Last week I walked into one of our fine animation studios and heard this from a director:
"We're getting hammered around here. The schedules are tightening up, and the production people are piling on more and more to do. I'm working way longer hours Monday through Friday, but I refuse to come in on weekends.
I used to take more time to polish the work. Now I just slam it out and grab my paycheck. Funny thing is, the last couple of months they've had less criticism of the work I've pushed through fast ..."
I hear variations of this all over town. And I hear variations of it from my union compatriots in the live-action community. Hard as it is to believe, this is apparently going on nation-wide:
Many U.S. workers are being pushed to toil harder and shoulder the load once carried by colleagues who've since been laid off. That can mean long days without overtime pay or raises, less family time, and more mental and physical fatigue.

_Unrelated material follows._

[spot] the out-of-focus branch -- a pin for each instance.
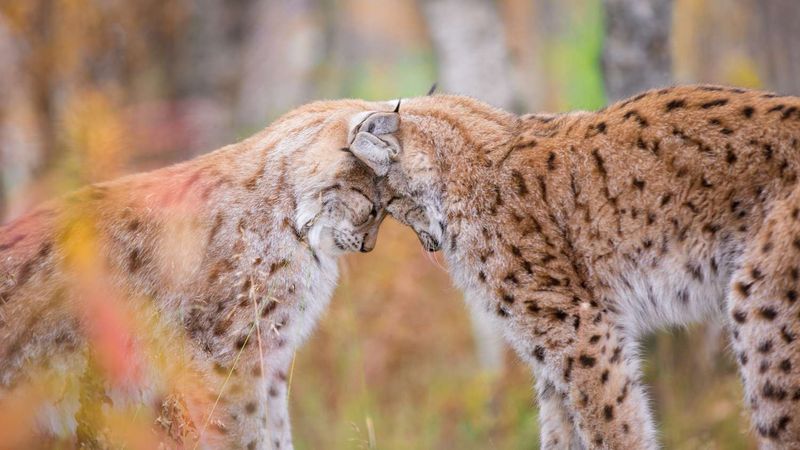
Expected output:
(636, 55)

Don't like it? Walk out the door and you'll join 15 million unemployed Americans, the largest segment of whom have been idle for more than three months. Your former boss will have plenty of replacements to choose from. There are about six job seekers for every opening.
The workload for many survivors is likely to mount in coming months. As business cycles accelerate, companies get busier, but employers are typically reluctant to add staff until they're convinced the good times will last ...
The fact that everyone in Toon Town is hunkered down, working their tails off, is not news at this site. The fear of layoffs is not news. But it's always useful to step back and look at the forest instead of just the different bits of bark on the trees.
But there's another tough reality for unions just now , and that's in the area of organizing.
Such workers would seem likely to welcome approaches from unions to gain bargaining power with their employers. In fact, it's just the opposite. ...
"It makes it more difficult for unions to organize because people are grateful to have any job," ....
Yep, I'm familiar with this dynamic. People are happy when they have a paycheck, any paycheck. And in that frame of mind, there is a reluctance to rock the boat.